After securing funding to develop the game for the Ouya console, That Dragon, Cancer completed development thanks to a successful Kickstarter campaign in 2014 that ensured it could launch on as many platforms as possible.  It had already made a successful showing at festivals such as Indiecade in 2013, with players spending long amounts of time contemplating Joel’s life in a private demo inside the crowded Culver City firehouse.

It’s been nominated for multiple IGF awards for 2016, and was the subject of a documentary called Thank You for Playing, which documents both Ryan and Amy’s work on the game and Joel’s treatment. It’s an unprecedented look at the parallels the Greens and their development team have created between their digital world and Ryan’s real life. The trailer alone may bring a tear to your eye.

It’s not a statement we like to make often, but That Dragon, Cancer really shows the potential of what games can do for us. Designers and developers often struggle within the constraints of empowering players while guiding them through emotionally vulnerable moments, but Ryan and Amy’s goal of encouraging presence and reflection validates how players feel about digital worlds.

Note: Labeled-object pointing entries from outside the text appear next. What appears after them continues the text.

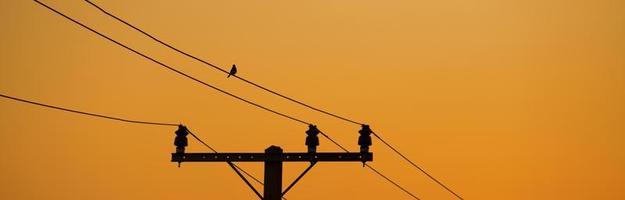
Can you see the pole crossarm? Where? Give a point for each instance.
(262, 157)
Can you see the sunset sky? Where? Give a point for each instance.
(498, 99)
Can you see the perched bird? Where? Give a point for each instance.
(233, 71)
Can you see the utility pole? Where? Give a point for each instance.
(273, 158)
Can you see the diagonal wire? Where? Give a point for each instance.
(171, 68)
(416, 166)
(206, 84)
(373, 169)
(218, 68)
(268, 90)
(121, 120)
(88, 113)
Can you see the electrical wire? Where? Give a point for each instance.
(219, 68)
(122, 120)
(269, 90)
(171, 68)
(218, 89)
(416, 166)
(88, 113)
(371, 167)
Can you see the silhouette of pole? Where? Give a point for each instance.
(273, 174)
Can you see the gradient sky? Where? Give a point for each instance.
(498, 99)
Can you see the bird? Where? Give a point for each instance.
(233, 71)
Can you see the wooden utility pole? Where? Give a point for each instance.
(273, 158)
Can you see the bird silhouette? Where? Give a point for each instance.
(233, 71)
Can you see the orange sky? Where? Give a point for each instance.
(498, 99)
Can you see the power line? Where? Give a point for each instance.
(190, 77)
(171, 68)
(371, 167)
(87, 113)
(122, 120)
(268, 90)
(219, 68)
(416, 166)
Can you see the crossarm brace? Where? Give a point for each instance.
(299, 177)
(245, 180)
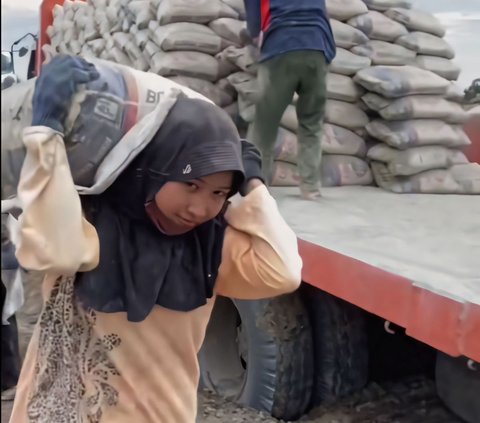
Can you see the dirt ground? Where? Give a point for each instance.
(408, 401)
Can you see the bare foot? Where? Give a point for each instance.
(310, 195)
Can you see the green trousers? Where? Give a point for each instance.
(303, 72)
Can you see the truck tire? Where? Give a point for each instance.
(458, 386)
(340, 346)
(260, 354)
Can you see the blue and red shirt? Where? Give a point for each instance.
(289, 25)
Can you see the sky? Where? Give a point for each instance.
(462, 18)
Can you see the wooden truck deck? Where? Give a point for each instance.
(412, 259)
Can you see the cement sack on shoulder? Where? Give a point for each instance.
(336, 170)
(343, 10)
(384, 53)
(244, 58)
(347, 63)
(101, 135)
(341, 87)
(238, 6)
(196, 11)
(439, 65)
(424, 107)
(426, 44)
(335, 140)
(419, 132)
(416, 20)
(136, 56)
(186, 63)
(459, 179)
(229, 29)
(206, 88)
(398, 81)
(416, 159)
(376, 26)
(186, 36)
(383, 5)
(347, 36)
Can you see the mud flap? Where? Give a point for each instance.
(458, 385)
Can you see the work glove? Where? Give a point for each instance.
(252, 165)
(55, 87)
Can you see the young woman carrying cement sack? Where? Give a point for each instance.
(132, 273)
(297, 44)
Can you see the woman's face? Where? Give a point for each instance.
(186, 205)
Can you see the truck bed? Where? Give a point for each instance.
(412, 259)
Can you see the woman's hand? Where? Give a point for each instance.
(252, 164)
(55, 87)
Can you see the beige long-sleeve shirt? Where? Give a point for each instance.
(87, 366)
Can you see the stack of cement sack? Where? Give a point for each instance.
(178, 39)
(343, 142)
(420, 132)
(412, 102)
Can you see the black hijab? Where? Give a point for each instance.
(140, 266)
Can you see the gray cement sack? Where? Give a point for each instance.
(229, 29)
(238, 6)
(346, 115)
(347, 36)
(186, 36)
(220, 97)
(419, 132)
(383, 5)
(420, 107)
(343, 10)
(455, 93)
(416, 159)
(335, 140)
(109, 122)
(244, 58)
(341, 87)
(247, 88)
(459, 179)
(187, 63)
(338, 113)
(376, 26)
(416, 20)
(399, 81)
(427, 44)
(347, 63)
(335, 171)
(384, 53)
(442, 67)
(196, 11)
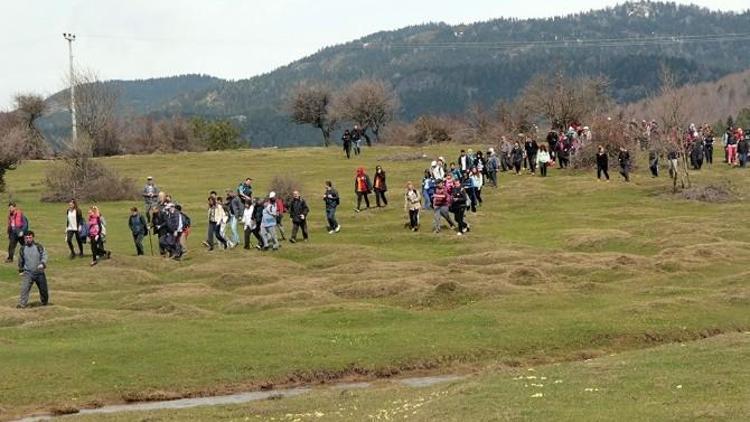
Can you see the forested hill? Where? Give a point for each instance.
(439, 68)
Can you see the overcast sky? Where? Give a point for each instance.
(232, 39)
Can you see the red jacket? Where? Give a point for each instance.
(15, 221)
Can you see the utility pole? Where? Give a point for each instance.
(72, 37)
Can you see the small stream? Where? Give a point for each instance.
(240, 398)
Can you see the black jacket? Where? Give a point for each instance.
(602, 160)
(298, 208)
(137, 224)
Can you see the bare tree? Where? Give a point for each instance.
(672, 118)
(96, 104)
(13, 141)
(29, 108)
(564, 100)
(311, 105)
(371, 103)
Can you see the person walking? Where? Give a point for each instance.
(602, 164)
(516, 157)
(380, 187)
(257, 218)
(32, 263)
(332, 201)
(74, 226)
(356, 136)
(543, 159)
(412, 205)
(17, 226)
(458, 206)
(493, 165)
(138, 228)
(249, 225)
(441, 200)
(269, 221)
(653, 162)
(531, 148)
(362, 188)
(298, 211)
(216, 218)
(97, 232)
(346, 140)
(150, 194)
(235, 214)
(624, 160)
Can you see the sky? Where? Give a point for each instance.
(231, 39)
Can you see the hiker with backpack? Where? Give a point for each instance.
(150, 194)
(412, 205)
(380, 187)
(298, 211)
(332, 201)
(174, 231)
(269, 221)
(74, 227)
(441, 200)
(624, 159)
(234, 203)
(216, 218)
(32, 262)
(602, 164)
(97, 232)
(18, 224)
(346, 140)
(249, 225)
(362, 188)
(138, 228)
(459, 204)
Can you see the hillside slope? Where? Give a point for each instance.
(439, 68)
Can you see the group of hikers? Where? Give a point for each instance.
(449, 189)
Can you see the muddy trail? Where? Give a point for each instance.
(420, 375)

Their work fundamentally reminds players that we’re not just pilots shifting gears between different kinds of games, we’re people rebuilding ourselves out of polygons, trying to simulate something we haven’t necessarily experienced ourselves, but we know lies in the world around us. That Dragon, Cancer may very well make you cry, but it does so because it’s successfully brought you to these little slivers of Joel’s world, and and invited you to sit down with him for one last time.

January 12th, when That Dragon Cancer launches, would have been Joel’s 7th birthday. In her post detailing the game’s launch plans, Amy Green laments that one of the most difficult parts of moving on from Joel’s death has been figuring out how to properly celebrate his life. The only proper idea they could come up with was to invite players from around the world to an impromptu Pancake Day. Whether or not you plan to play That Dragon, Cancer, The Numinous Games team says eating pancakes is exactly what Joel would have wanted, and that he’d have loved to see everyone’s syrup-laden, buttery pancakes before chomping into one himself.

If you plan on picking up the game, or just making a fresh batch of pancakes for you and your loved ones, feel free to tweet out a pick with the hashtag #ThatDragonCancer.